Each Tuesday in the TELOSscope blog, we reach back into the archives and highlight an article whose critical insights continue to illuminate our thinking and challenge our assumptions. Today, Philip Crone looks two articles about the Frankfurt School: Ben Morgan’s “The Project of the Frankfurt School,” from Telos 119 (Spring 2001), and James Gordon Finlayson’s “Morality and Critical Theory: On the Normative Problem of Frankfurt School Social Criticisms,”from Telos 146 (Spring 2009).

In an earlier post on the TELOSscope blog, Nicole Burgoyne highlighted a 2001 interview with Paul Piccone in which he discussed the appearance of Telos in the 1960s.
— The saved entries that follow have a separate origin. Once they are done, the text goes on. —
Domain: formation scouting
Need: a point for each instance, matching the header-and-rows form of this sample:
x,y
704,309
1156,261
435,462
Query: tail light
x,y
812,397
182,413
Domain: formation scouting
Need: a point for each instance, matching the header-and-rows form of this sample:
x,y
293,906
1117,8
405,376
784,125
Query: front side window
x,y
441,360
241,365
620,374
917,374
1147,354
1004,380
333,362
Piccone listed a number of ideological currents that played major formative roles in the early years of Telos, including Frankfurt School critical theory. Forty years after the first issue of Telos was published the journal is still going strong, but can the same be said of the critical theory of the Frankfurt School? The Frankfurt School itself long predates Telos; the beginnings of its program can be traced to the 1920s when the Institute for Social Research was founded by Carl Grünberg. The Frankfurt School, or at least what is known as its “first generation,” reached its apex with the publication of the second edition of Max Horkheimer and Theodor Adorno’s Dialectic of Enlightenment in 1947. While thinkers influenced by this first generation continue to exert enormous intellectual influence, the ideas of the original group itself have waned.